The president of Vox is on an international tour strengthening alliances with the global right. In early February, he was in Rome at the National Conservative Conference, invited by former Italian Interior Minister Matteo Salvini and Hungarian Prime Minister Viktor Orbán, whose government encourages the multiplication of families through tax deductions.
“We are a dying country,” said Italy’s health minister in 2015, and the trend continues. Europe has no children. More people die in Spain than are born, a topic that is already being addressed in the country’s presidential debates. A nation without children is a nation without a future. And the only party that proposed strengthening families, cutting taxes, and allowing prosperity to encourage reproduction was Vox.
In other words, not through government control or programs, but freedom. Such freedom is diametrically opposed to the socialism that Abascal faces, and therefore he met with the ambassador of Venezuela, the South American country most affected by the same ideology.
En Washington DC. Un honor haber podido saludar al embajador de Venezuela en EEUU para establecer alianzas en favor de la libertad y la democracia tan necesarias para Venezuela y para España. pic.twitter.com/f2zY5ro0BS
— Santiago Abascal 🇪🇸 (@Santi_ABASCAL) February 28, 2020
Such an approach, in which the family, not the state, is the axis of society and therefore of the nation, is in line with the proposals of the conservative leaders with whom Abascal seeks to ally himself.
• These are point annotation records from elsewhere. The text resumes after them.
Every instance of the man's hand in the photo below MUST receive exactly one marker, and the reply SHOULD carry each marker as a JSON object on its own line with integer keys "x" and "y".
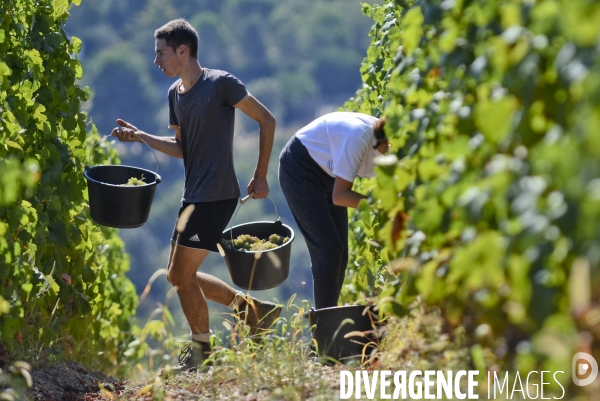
{"x": 259, "y": 186}
{"x": 126, "y": 132}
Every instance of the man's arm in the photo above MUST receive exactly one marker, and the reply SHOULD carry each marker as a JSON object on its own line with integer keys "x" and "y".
{"x": 266, "y": 122}
{"x": 171, "y": 146}
{"x": 343, "y": 195}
Also on the agenda is a meeting with members of the Trump administration. Abascal and Espinosa will travel to New York to meet with Vox supporters at the Queens Spanish Center.
El próximo 4 de marzo acto para simpatizantes de VOX en Nueva York.
🇪🇸🇺🇲 pic.twitter.com/uHINWwwnOH— Santiago Abascal 🇪🇸 (@Santi_ABASCAL) February 27, 2020
Today, Vox is the third-largest force in Spain. It rose in the same way that Donald Trump came to power, through outspokenness against political correctness, what Santiago Abascal calls the “trendy dictatorship,” which includes challenging language censorship and gender ideology, the fight against abortion, and the defense of traditions, especially in the countryside, which is the most productive part of the country.
The mainstream media was totally against Vox during the campaign in the same way that they were against Trump. This only boosted the support of his base. For the fourth estate, the press proved to be not the voice of the people but the political elite. While Abascal announced that he was the voice of the “early rising Spain,” that is, of the working man.
In the case of Trump, a multimillionaire, his story was not so much about who he was but about what he offered: more freedom, fewer taxes, and therefore more jobs and less poverty.
And so it was, under the Trump administration, unemployment in the U.S. reached an all-time low of less than 3.6%. The tax reform not only succeeded in reducing taxes and promoting both employment and wage increases but also included the creation of free economic zones in disadvantaged neighborhoods, injecting 44 billion dollars into communities now called “opportunity zones.”
The link to Vox is not new. Last year, Iván Espinosa was already the deputy secretary of international relations for Vox at the conference of U.S. Conservatives.
It is worth mentioning that for the first time in history, a CPAC was held in Brazil in 2019 by Eduardo Bolsonaro, the most voted congressman in the history of the great country of South America.
So this is not a unilateral crusade by Vox, whose secretary-general was in Argentina calling on Latin America to wage a culture battle, but rather the world right is organizing itself to strengthen its sovereignist alliances as a brake on the intervention of globalist organizations such as the United Nations, the European Union, etc.